Budget : la Direction générale du Budget mise sur le dialogue avec les DAF pour améliorer l’exécution des dépenses publiques

La Direction générale du Budget veut donner un nouvel élan à l’exécution budgétaire. À travers une séance de restitution des travaux de sa retraite stratégique, organisée en juillet dernier, les responsables de la chaîne budgétaire ont engagé des échanges sur les performances enregistrées, les difficultés persistantes et les mesures à mettre en œuvre pour rendre la dépense publique plus efficace.
La rencontre, tenue sous l’impulsion du ministère de l’Économie, des Finances et du Budget, a réuni les principaux acteurs de la chaîne budgétaire, notamment les Directeurs administratifs et financiers (DAF) ainsi que les responsables de la Direction des Investissements Publics. Elle s’inscrit dans une dynamique de concertation visant à renforcer la coordination entre les différentes structures impliquées dans la préparation et l’exécution du budget de l’État.
Au cœur des discussions : le niveau d’exécution budgétaire. Les participants ont passé en revue les résultats obtenus, les contraintes rencontrées dans la mise en œuvre des dépenses ainsi que les principaux défis à relever. Les échanges ont également permis d’examiner les orientations du Plan stratégique de développement 2027-2036 de la Direction générale du Budget.
Prenant la parole, la ministre de l’Économie, des Finances et du Budget, Mariama Ciré Sylla, a appelé à davantage de rigueur et d’efficacité dans la gestion des ressources publiques. Elle a notamment insisté sur la nécessité d’améliorer la qualité des dossiers, de simplifier les procédures et de fluidifier les différentes étapes de la chaîne de la dépense.
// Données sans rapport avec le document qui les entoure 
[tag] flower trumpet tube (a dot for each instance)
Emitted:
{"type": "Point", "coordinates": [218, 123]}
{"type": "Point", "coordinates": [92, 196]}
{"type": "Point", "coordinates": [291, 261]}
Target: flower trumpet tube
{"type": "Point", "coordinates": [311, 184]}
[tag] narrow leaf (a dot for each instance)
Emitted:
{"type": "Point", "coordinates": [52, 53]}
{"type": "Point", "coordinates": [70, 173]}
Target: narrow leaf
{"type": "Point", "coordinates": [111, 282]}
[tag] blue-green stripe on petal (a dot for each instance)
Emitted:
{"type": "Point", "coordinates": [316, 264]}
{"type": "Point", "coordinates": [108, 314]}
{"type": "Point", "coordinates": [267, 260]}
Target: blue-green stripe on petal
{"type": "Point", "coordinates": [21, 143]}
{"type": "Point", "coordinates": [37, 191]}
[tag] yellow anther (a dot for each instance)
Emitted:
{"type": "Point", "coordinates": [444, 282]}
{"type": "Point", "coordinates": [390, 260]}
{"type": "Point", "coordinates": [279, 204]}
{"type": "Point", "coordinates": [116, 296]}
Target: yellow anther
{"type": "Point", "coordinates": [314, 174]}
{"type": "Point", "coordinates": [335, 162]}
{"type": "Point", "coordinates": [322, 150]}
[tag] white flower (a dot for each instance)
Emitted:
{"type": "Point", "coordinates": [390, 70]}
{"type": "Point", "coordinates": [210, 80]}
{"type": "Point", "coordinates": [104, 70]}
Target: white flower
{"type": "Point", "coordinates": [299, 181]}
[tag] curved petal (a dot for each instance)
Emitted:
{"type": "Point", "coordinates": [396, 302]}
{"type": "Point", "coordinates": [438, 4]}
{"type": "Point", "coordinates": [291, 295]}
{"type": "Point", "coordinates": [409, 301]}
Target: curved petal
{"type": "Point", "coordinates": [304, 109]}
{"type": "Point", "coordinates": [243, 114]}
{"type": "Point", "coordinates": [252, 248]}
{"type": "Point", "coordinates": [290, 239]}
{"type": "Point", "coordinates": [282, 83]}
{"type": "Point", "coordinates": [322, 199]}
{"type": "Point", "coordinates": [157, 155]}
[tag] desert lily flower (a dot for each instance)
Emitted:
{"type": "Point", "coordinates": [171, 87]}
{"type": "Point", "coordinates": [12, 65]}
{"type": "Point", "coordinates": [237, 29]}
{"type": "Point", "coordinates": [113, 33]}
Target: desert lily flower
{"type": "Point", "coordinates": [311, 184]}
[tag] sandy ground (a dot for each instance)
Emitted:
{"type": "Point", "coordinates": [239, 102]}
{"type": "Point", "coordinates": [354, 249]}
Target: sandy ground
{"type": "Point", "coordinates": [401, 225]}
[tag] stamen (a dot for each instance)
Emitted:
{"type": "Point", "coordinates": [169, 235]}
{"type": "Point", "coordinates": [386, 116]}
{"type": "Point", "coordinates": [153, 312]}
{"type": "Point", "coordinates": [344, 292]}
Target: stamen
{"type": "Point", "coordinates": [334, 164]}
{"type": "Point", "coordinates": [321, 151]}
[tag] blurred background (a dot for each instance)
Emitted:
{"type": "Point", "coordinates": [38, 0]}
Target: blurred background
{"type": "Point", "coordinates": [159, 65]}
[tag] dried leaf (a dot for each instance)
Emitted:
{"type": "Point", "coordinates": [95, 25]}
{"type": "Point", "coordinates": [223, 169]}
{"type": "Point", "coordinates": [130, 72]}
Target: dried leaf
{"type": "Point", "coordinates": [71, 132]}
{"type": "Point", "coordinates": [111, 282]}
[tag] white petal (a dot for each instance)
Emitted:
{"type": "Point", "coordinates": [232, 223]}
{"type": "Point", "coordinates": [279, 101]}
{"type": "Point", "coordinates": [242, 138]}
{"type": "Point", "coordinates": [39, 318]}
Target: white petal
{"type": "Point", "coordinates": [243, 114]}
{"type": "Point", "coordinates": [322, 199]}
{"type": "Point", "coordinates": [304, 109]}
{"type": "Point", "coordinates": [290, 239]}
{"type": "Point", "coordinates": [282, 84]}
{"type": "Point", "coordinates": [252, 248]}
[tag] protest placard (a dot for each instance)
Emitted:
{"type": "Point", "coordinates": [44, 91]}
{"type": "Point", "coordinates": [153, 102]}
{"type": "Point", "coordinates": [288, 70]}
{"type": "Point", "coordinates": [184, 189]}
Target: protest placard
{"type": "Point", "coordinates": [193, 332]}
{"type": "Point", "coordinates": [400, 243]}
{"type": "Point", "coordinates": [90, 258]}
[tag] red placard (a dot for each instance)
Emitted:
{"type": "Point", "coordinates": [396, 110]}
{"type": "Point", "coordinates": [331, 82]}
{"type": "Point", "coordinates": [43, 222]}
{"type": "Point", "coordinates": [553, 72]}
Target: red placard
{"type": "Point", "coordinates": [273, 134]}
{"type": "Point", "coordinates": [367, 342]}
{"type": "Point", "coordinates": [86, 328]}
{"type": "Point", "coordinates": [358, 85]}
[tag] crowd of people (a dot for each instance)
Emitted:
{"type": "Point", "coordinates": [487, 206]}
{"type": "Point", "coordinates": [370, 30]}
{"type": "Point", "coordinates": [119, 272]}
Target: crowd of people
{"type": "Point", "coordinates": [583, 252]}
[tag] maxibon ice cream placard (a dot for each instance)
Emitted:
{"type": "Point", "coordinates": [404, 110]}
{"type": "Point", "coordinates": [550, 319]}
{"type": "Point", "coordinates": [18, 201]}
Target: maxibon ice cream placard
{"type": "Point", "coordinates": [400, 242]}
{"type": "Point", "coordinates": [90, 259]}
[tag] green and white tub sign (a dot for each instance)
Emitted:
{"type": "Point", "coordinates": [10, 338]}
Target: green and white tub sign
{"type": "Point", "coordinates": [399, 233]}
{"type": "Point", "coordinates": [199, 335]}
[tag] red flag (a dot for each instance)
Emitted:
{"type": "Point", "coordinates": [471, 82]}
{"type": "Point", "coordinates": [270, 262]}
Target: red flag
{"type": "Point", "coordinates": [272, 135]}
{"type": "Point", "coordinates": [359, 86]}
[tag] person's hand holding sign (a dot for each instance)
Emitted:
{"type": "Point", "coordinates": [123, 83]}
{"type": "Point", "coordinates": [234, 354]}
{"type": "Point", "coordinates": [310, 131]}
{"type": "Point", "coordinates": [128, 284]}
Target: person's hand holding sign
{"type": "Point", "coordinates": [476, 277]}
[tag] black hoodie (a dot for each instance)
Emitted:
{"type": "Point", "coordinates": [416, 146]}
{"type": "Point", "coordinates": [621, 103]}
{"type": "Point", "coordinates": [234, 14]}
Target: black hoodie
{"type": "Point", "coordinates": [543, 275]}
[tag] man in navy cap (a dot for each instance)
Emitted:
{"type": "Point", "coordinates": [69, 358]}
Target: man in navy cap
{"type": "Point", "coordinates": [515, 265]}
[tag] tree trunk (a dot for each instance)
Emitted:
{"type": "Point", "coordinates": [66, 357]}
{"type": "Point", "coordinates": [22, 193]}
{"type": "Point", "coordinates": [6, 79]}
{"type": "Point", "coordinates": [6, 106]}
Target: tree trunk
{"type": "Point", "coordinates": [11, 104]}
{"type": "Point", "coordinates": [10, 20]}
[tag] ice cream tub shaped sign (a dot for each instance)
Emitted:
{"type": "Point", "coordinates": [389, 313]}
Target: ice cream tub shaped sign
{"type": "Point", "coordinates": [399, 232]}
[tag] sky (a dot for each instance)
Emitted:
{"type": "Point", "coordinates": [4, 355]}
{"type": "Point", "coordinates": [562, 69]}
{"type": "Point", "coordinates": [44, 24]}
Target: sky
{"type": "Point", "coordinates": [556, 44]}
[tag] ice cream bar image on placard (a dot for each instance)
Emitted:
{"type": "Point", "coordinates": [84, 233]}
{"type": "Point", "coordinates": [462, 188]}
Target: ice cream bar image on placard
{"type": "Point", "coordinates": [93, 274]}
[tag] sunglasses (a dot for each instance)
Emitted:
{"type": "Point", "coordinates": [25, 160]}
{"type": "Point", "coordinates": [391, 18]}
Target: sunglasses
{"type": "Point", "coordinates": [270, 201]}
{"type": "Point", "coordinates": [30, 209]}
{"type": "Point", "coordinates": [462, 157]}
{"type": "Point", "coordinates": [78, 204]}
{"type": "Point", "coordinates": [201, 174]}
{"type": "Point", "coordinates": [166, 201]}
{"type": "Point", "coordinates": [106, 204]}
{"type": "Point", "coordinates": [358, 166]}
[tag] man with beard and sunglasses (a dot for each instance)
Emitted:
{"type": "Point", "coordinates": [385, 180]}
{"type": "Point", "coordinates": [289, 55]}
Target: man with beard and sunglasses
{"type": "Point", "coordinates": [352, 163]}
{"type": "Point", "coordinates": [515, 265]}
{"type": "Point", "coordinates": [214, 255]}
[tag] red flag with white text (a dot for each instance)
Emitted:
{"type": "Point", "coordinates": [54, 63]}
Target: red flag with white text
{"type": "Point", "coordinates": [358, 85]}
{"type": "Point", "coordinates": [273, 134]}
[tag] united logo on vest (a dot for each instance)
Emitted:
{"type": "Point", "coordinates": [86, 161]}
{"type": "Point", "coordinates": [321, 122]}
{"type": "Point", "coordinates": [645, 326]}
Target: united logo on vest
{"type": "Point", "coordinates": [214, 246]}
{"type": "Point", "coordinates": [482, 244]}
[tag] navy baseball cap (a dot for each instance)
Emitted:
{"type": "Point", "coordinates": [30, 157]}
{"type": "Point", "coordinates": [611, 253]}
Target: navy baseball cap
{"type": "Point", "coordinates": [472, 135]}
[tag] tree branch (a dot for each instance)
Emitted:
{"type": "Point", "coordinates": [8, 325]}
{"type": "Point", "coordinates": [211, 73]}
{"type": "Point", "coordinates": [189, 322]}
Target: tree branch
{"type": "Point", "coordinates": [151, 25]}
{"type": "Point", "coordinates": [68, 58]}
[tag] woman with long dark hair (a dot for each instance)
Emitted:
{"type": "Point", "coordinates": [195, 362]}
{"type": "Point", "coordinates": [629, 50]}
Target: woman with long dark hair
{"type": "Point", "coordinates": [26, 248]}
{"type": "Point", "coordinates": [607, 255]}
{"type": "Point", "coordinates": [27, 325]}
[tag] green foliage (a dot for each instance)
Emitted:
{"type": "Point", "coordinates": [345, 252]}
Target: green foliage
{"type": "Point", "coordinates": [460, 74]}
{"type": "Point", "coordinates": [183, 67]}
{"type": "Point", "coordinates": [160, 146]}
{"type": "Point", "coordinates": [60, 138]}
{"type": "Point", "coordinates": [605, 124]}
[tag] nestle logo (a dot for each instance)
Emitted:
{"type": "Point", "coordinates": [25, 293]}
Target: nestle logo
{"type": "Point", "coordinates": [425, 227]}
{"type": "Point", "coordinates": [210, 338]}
L’un des points de préoccupation soulevés concerne particulièrement les dépenses d’investissement. Alors que le taux d’engagement se situe autour de 70 %, leur niveau d’exécution demeure jugé faible. Pour les responsables, cet écart met en évidence la nécessité de mieux anticiper les opérations et d’accélérer la mise en œuvre effective des projets inscrits au budget.
Les Directeurs administratifs et financiers et la Direction des Investissements Publics ont, de leur côté, plaidé pour une meilleure sélection des projets à inscrire dans le budget. L’objectif est de privilégier les projets suffisamment matures, disposant des conditions nécessaires à une exécution rapide et efficace.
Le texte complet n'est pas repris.